Our pets are much more lovely and funny with their stupid behaviors. A Reddit user asked people to share the stupidest things their pets do and here are 40 of them.
1.
I have a pitbull. One day I hear him growling and barking while outside. This is not normal for him. He usually will only bark 1-2 times when he is ready to come inside, so I was a bit concerned.
I go outside and he is having a standoff with something. He keeps inching closer to something I cant see, then growls/barks and immediately runs away and repeats the process. I call out to him and he comes over and whimpers a bit then returns and continues the routine.
I get closer expecting to see maybe a toad, mouse, something.. anything. There is nothing but grass and a dead leaf. Turns out that he was having a 10 minute standoff with said dead leaf. It was just windy enough for it to rustle a bit, but not move. I proceed to pick up the leaf and he lets out this shriek as if I was in immediate danger. I look at him and crumple up the leaf and he just tilts his head like “oh..” and proceeds to lean on me for pets.
A 50lb pitbull terrified of a leaf. What a dumbass.
2.
My dog wouldn’t come in from the front garden so I rang the doorbell and she ran straight in so she could look out the window to see who was at the door.
3.
At 4am I woke up to the sound of my cats ‘I’ve hunted and caught a thing’ noise. It’s a high pitched squeak/meow/trill/music of the happiest of cats.
She was running closer and closer, squeaking all the while, muffled slightly by the fact she obviously had her prize in her mouth as she ran.
I live in a place that rarely gets mice or anything nasty, so as usual, I just assumed it was her toy and she wanted to show it off.
Then she dropped a full bag of bagels on my face.
4.
At 4 pm, my dogs look out the front window to watch for me coming home from work. They still do this despite the fact I’ve been working from home for a year.
5.
My cat is a special little creature. She was having the zoomies one day, sprinting around our hardwood floor. During this, she decided that her ear was itchy so she sat down to scratch it, then decided her foot (the one doing the scratching) was dirty, and had to clean it. The end result was her kicking herself in the face repeatedly with her tongue flapping all over, and since none of this chain of decisions involved stopping, she was sliding across the floor on her ass for the entire event.
6.
She farted and then looked over her shoulder, growled, and barked at her butt.
7.
We have a big German shepherd, one summer night a couple of years back it was humid as hell and thunder was sure to happen.

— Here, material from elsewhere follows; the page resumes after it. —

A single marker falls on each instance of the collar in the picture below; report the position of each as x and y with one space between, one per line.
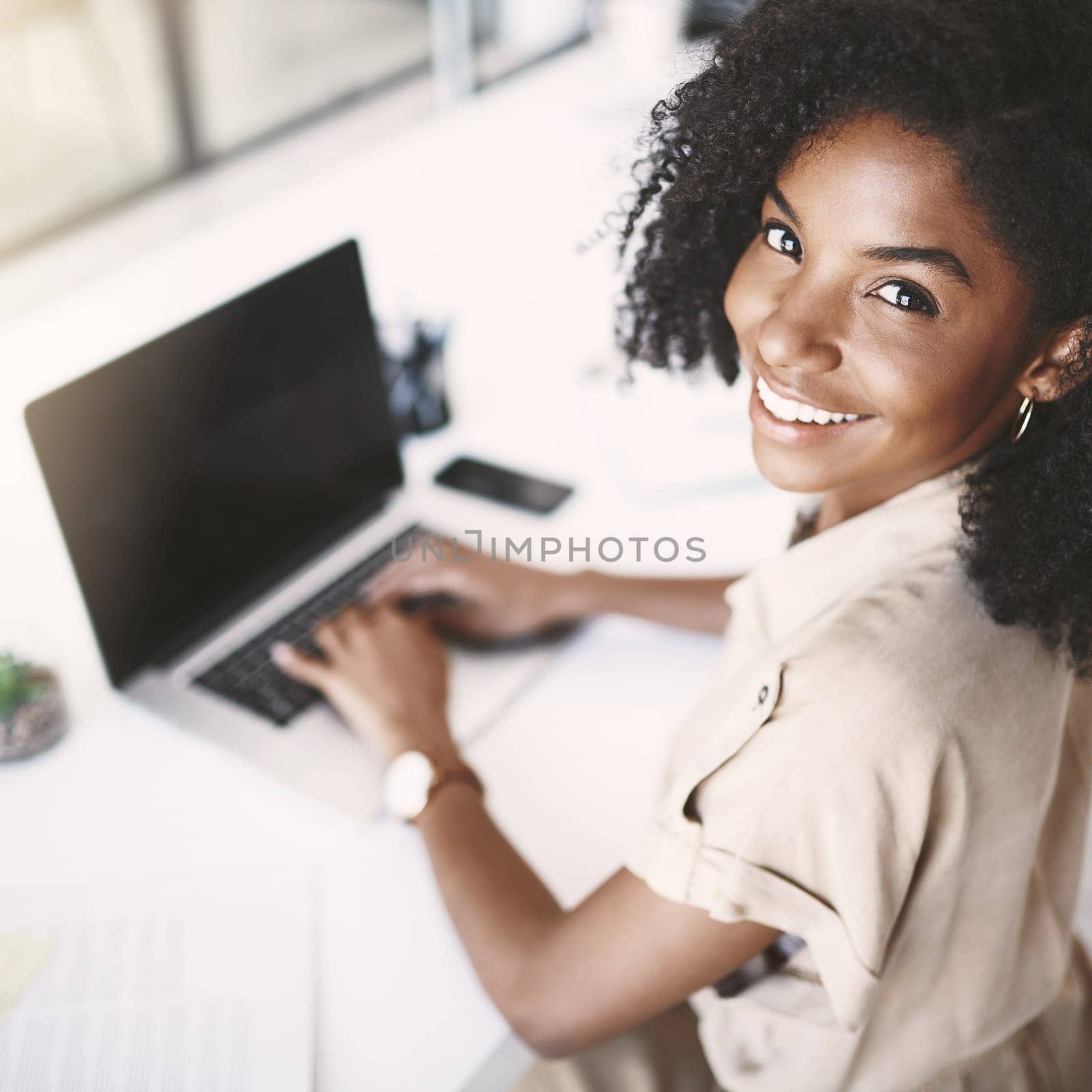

Doggo was asleep in back garden ( we were having a small BBQ just me and the Mrs) doggo was dreaming and letting out the little yips and woofs, plus the legs were doing the pretend running thing.
Thunder and lightning started miles off over the bay and we were enjoying watching it , suddenly overhead there was one hell of a crack and flash , doggo in semi sleep semi s**t scared state charges off down the garden head first into the side of the bouncy castle that we had up for the kids, catapulting herself off at a sideways tangent into the paddling pool wiping out totally as she cartwheeled into the water.
It was at this moment she fully woke up and sat in the pool wondering why she was wet and why her humans were absolutely wetting themselves with laughter.
(She got a burger of the BBQ for her troubles in sympathy.)
8.
I love it when my cats fall off something and get embarrassed then immediately start cleaning themselves with a “yeah, I meant to do that” attitude.
9.
Last night when feeding my snake she missed the rat and instead bit herself and then freaked out because something was biting her..
10.
I have a goldfish that gets wayyy to excited for feeding time. More often then not it likes to litterally jump out of its bowl into my hand where im holding the food…
A true suicidal dumbass but i still love that fish.